Thoughts & Musings

Importing PostgreSQL data into ClickHouse Cloud



Working at ClickHouse, I often find myself needing to insert data into cloud services to test user flows, reproduce bugs, or compare experiences. Although there is plenty of dummy data available on the web, I prefer using meaningful, real-world datasets.

In this post, I will create a copy of the production database for my iOS app, Fight Scores, insert it into a ClickHouse Cloud Service, and execute a few basic queries. I actually do this fairly regularly, as querying ClickHouse is orders of magnitude faster than Postgres, even at my small scale.

Here's a breakdown of the steps I'll take:

  1. Connect to the production database and copy the fights table into a CSV file
  2. Move that CSV file to my local disk
  3. Upload file to ClickHouse Cloud
  4. Query the dataset in the built-in SQL console
It is possible to directly query your data in the ClickHouse Cloud SQL console without exporting it to CSV file first using the PostgreSQL function, for more information about that approach, scroll to the bottom.

1. Connect to the production database and copy the fights table

I'd like to take advantage of the simple file uploading capabilities of ClickHouse Cloud, so my data should be in either JSON or CSV format.
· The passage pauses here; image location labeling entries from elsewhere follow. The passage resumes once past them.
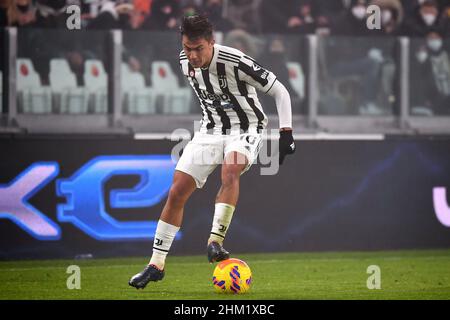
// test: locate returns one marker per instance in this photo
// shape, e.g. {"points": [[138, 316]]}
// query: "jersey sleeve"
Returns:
{"points": [[256, 75]]}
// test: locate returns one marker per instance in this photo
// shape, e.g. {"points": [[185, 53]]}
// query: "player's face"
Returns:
{"points": [[198, 51]]}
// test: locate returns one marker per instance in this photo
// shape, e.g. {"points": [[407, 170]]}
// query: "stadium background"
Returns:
{"points": [[371, 115]]}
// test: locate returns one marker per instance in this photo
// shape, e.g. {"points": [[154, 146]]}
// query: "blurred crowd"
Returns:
{"points": [[343, 17], [369, 66]]}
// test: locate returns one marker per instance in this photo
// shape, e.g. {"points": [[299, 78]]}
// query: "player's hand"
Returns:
{"points": [[286, 144]]}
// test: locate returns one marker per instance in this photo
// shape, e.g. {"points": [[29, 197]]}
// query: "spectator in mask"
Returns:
{"points": [[21, 13], [52, 13], [164, 15], [214, 10], [424, 20], [352, 21], [113, 15], [391, 17]]}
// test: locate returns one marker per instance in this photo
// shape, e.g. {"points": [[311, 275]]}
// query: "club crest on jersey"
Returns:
{"points": [[223, 82], [205, 95]]}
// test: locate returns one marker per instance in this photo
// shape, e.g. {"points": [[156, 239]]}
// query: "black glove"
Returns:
{"points": [[286, 144]]}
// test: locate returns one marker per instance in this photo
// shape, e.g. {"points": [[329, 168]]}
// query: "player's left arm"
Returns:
{"points": [[265, 81], [283, 101]]}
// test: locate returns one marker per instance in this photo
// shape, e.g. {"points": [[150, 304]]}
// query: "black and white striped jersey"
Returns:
{"points": [[227, 91]]}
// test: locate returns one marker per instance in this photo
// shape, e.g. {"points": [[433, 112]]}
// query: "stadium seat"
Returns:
{"points": [[296, 78], [63, 82], [176, 99], [32, 96], [138, 98], [96, 82]]}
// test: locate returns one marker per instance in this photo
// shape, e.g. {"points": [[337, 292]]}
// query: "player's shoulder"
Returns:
{"points": [[228, 54], [182, 56]]}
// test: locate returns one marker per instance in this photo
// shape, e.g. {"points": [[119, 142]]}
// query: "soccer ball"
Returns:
{"points": [[232, 276]]}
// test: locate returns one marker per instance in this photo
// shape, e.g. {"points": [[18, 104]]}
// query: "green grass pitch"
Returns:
{"points": [[404, 275]]}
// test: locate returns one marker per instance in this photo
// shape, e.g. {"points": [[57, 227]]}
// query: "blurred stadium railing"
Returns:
{"points": [[58, 81]]}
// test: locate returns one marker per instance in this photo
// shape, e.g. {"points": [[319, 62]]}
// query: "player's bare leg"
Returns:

To achieve this, I'll need to connect to the database and export the fights table into a CSV file.

As my production database is housed on an external Linode server, the first thing I'll need to do is SSH in.

SSH <MYUSER>@<MY_SERVER_IP>

Once authenticated, I can now connect to the production database using the PostgreSQL command line utility.

psql -U <MYDBUSER> <PRODUCTION_DB_NAME>

Running \dt will give me a list of the tables in this database.

                    List of relations
 Schema |              Name              | Type  | Owner
--------+--------------------------------+-------+--------
 ...
 public | boxers                         | table | <MYDBUSER>
 public | classics                       | table | <MYDBUSER>
 public | fights                         | table | <MYDBUSER>
 public | recommendations                | table | <MYDBUSER>
 ...
(12 rows)

As mentioned, the table I'd like to insert into ClickHouse Cloud is fights, so I'll need to copy it as a CSV. For now, I'll save it to the home directory of my Linode server. To do this I run the following command:

\COPY fights TO '/home/gareth/fights.csv' DELIMITER ',' CSV HEADER;

2. Move CSV file to my local disk

Splendid, I now have a CSV file containing every fight ever created in Fight Scores, just over 34,000, but it's still on my Linode server and to upload it to ClickHouse Cloud I'll need to have it stored locally. No problem, this can be achieved by running this simple command.

scp <MYUSER>@<MY_SERVER_IP>:/home/gareth/fights.csv ~/Desktop/

As you can probably guess, this connects to the Linode server and copies the file to my local desktop.

3. Upload CSV file to ClickHouse Cloud

OK, that was a lot of work just to create a CSV file, but don't worry, it gets easier for here on out.

Head over to ClickHouse.com and hit the Get Started button in top right. To create a ClickHouse Cloud account, you'll be asked for your email and password. ClickHouse Cloud has a 30-day free trial so no need to provide payment details.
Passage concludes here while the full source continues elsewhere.